I leave the TV room with the all-too-normal taste of a Colombian defeat. I’ve always been curious what it would be like to grow up in a winner society. I meet the rest of the guests in the dining room; Mario is finally going to explain the reason for all this. He starts telling us about his exhibition at the Walker Art Center. I think: maybe it’s going to be his most important ever. (I have this natural need to think, “Oh, that’s the most important ever.”) Anyway, he says he thinks we were relevant during his process of becoming an artist, so he wants us to be in the show. When he says that, I think—I don’t know why—of all of us posing naked for him and hating the idea. Of course, we don’t pose naked, but they take some pictures and video of us in front of a white backdrop. Mario asks me to act like I normally do; he says something like, “Be that anxious maniac who talks about everyday life paradoxes while pulling his hair.” I do it.

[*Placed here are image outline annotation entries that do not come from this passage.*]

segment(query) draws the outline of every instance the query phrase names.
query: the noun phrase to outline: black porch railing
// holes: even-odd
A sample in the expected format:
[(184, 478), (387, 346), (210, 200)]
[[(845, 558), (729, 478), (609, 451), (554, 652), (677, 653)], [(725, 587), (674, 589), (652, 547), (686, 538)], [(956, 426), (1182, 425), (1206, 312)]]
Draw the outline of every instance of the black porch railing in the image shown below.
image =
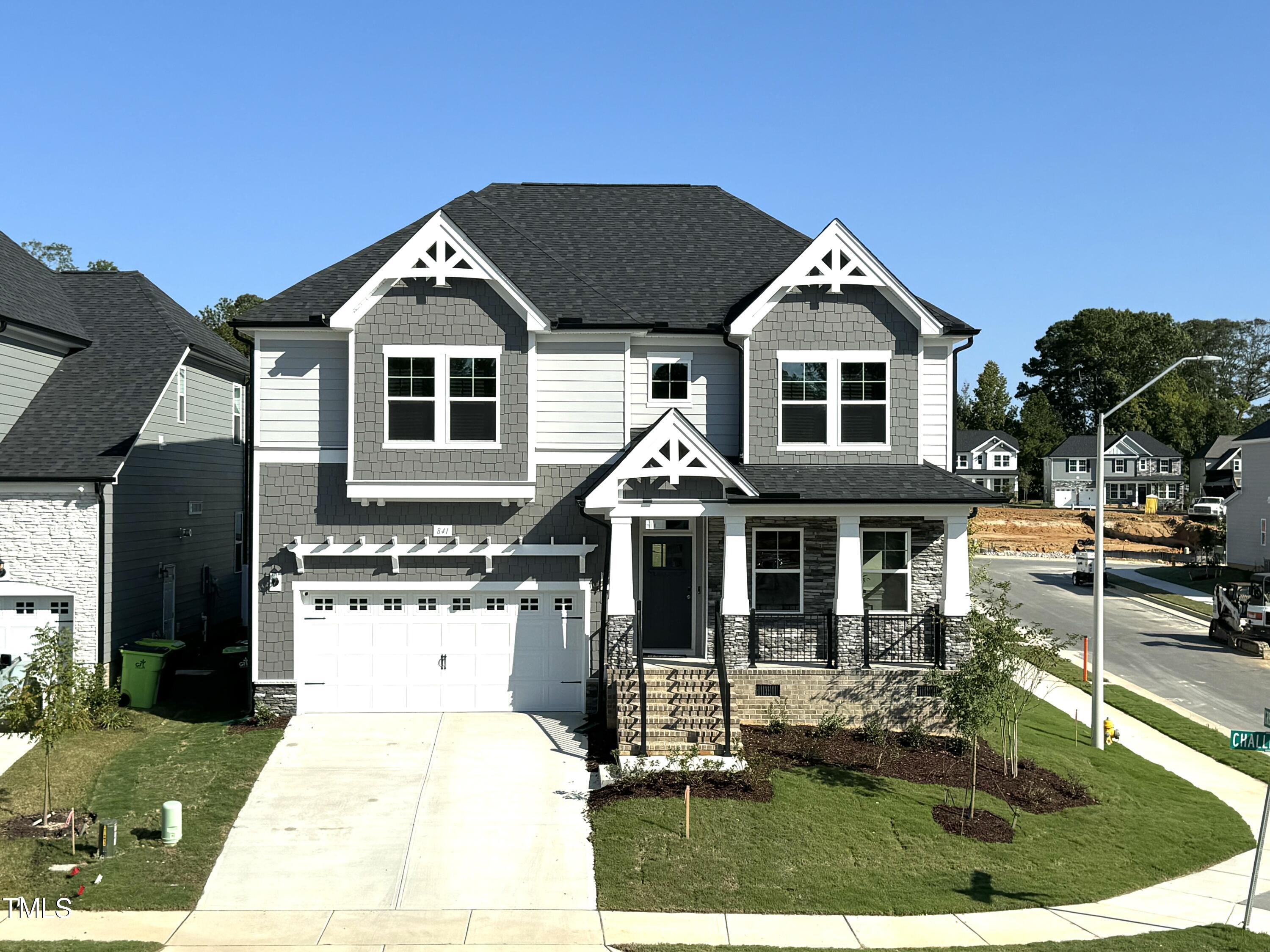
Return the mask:
[(838, 618), (833, 612), (749, 613), (749, 664), (838, 666)]
[(935, 608), (922, 614), (878, 614), (865, 609), (865, 668), (879, 664), (945, 666), (944, 616)]

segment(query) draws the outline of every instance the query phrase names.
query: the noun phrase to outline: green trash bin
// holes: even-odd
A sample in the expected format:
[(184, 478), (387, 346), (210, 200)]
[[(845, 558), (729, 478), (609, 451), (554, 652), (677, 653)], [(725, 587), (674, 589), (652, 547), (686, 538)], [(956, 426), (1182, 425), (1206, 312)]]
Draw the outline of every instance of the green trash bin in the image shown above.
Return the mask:
[(159, 694), (159, 673), (173, 651), (185, 647), (184, 641), (141, 638), (119, 649), (123, 677), (119, 691), (128, 698), (128, 707), (149, 710)]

We’re going to be a hologram and part of a piece at the Walker.

After the hard work of posing at being ourselves we enjoy the sunset and drink more mescal. Aram and Vinny, the curators, and I talk about a story I’m writing for a possible TV series. I like the way curators enjoy the process of fiction. It seems they would love to get into the realm of fantasy because art is so serious lately.

Eventually, we all get into the swimming pool, and Mario asks me to tell some jokes, and I make a fool of myself again doing my routine about paradoxes: “You know, I had this math professor, Albino Negrete. How can an albino can be Negrete? That’s paradoxical, to say the least. It’s like this Mexican soccer player, Cuauhtémoc Blanco! Cuauhtémoc can not be Blanco!” Neto, the musician, finds that joke funny.

A chalkboard in the resort at Puerto Escondido

Everything ends in a beautiful supper in the nice hotel close to the house. We are a family already. We’re confident enough to talk about dreams, politics, gastronomy, and sex.

On the last day, we leave the town feeling nostalgic, knowing that we’ll be part of something special, an art show.

Some months after that trip my sister calls to tell me that Neto was hit by a truck when going home on his motorcycle. He died.

Ernesto Adrian Garcia (aka Neto) in Puerto Escondido

The death of these kinds of people are always paradoxical to me. Those who pursue happiness should always live longer. Neto’s death is like reverse-Darwinism: that guy made evolution better. I never saw him again but, thanks to Mario and that trip to Puerto Escondido, we share space in a virtual universe as holograms. Everybody wants to find eternity, but the only thing we can get is illusion.